I suck and I’m not alone. You probably suck too. Most of us do.

The guy on the left died for us because we’re all sinners, i.e. we all suck.

Modern art also agrees.

So, I’m not saying anything Jesus or modern art hasn’t already said. I’m certainly no wiser than either.


A lot of time has passed since the day I realized I was a believer in the Church of Human Suckiness.

At this intersection, many years ago, I ran into Daryl. Daryl was a regular at the coffee shop I was then working at. (If my sister ever reads this she’ll cringe when she arrives at that sentence ending preposition. More proof that I suck.) I knew him well enough to know he was struggling, but not well enough to feel that I should intervene. I don’t want to make a short story out of it. Daryl was feeling suicidal and he was looking for someone to throw him a rope. I’m pretty sure he had no idea what that rope looked like or whether it even existed. It was him hoping that a rope existed when he started a conversation with me, then moments later confided in me he was feeling like killing himself.

I told him without hesitation that it’s his life. If he can’t find a reason to live it, then he might as well go ahead and kill himself. Whenever I tell or write this story it sounds so much harsher than it felt at the time. Right there, on that fall afternoon, easy, cool, me sitting on a bench, Daryl standing just a couple of feet from me, it felt like an act of extreme generosity. So much of his searching must have been met with all kinds of ropes that weren’t ropes at all. They were only good for the throwing, like some jokes are only good for the telling. I just wanted him to know in that moment that I heard him, and that I knew his suffering was real. And I did hear him. We continued to talk that day, until both of us went our separate ways. And Daryl continued to struggle, sometimes up and sometimes down when I would see him.

It would be a pleasant surprise to find out he’s still alive today. It wouldn’t surprise me if he isn’t.

Maybe some folks think that by building me up, they’re building themselves up. Or maybe they really think I don’t suck. Maybe they’re afraid if they agree that I suck they have to confront the possibility in themselves. Whatever the reason, when I take this tack I am inevitably met with someone, somewhere who feels compelled to remind me that I’m good at a lot of things, or that I shouldn’t talk about myself that way.

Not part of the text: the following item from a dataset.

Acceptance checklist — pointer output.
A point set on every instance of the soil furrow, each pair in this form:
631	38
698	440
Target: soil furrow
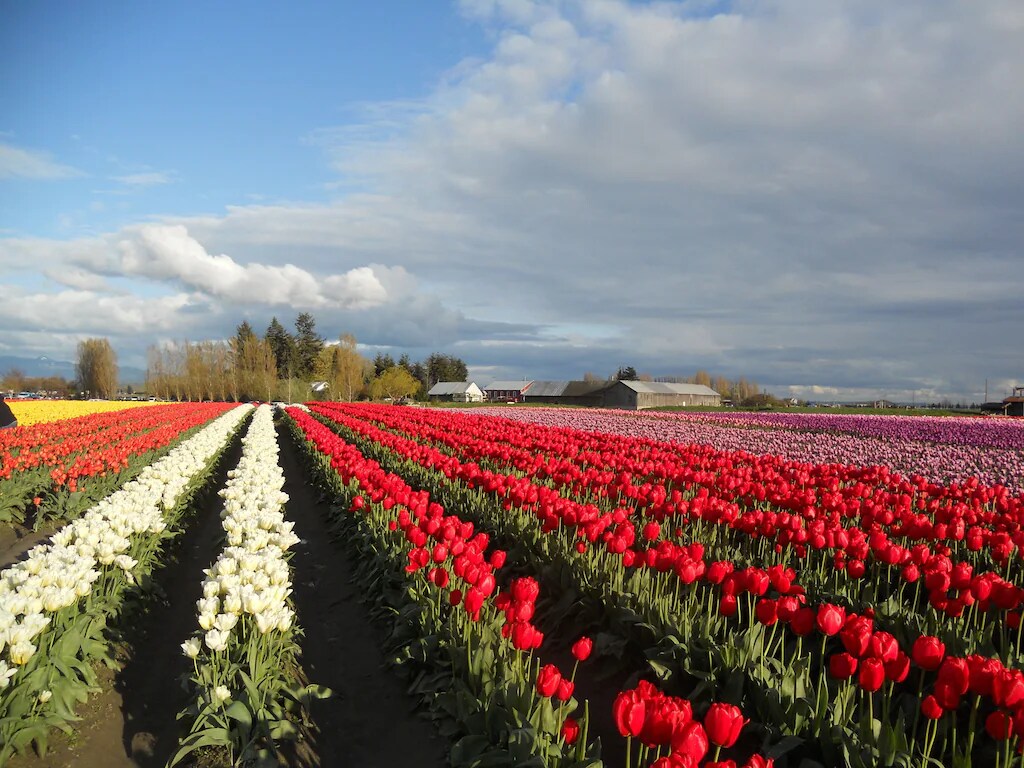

“There’s battle lines being drawn/And nobody’s right if everybody’s wrong”

Whether it’s by being funny, tough, cool or just all around amazing, most of the time I’m busy trying to distract myself and others from the fact that I suck. That’s right. Despite everything I’ve said, I spend more time denying my suckiness than admitting to it. Maybe that’s another reason I feel compelled here, in the early stages of this blog, to reiterate that I suck.

Honestly I’m at my best when I know I suck. I don’t walk around like a party pooper or a sad sack just because I suck. I’m never more confident than when I admit I suck. Something about taking ownership of the worst in me…

Maybe that’s why I like the sound of “sick, dumb + ugly.”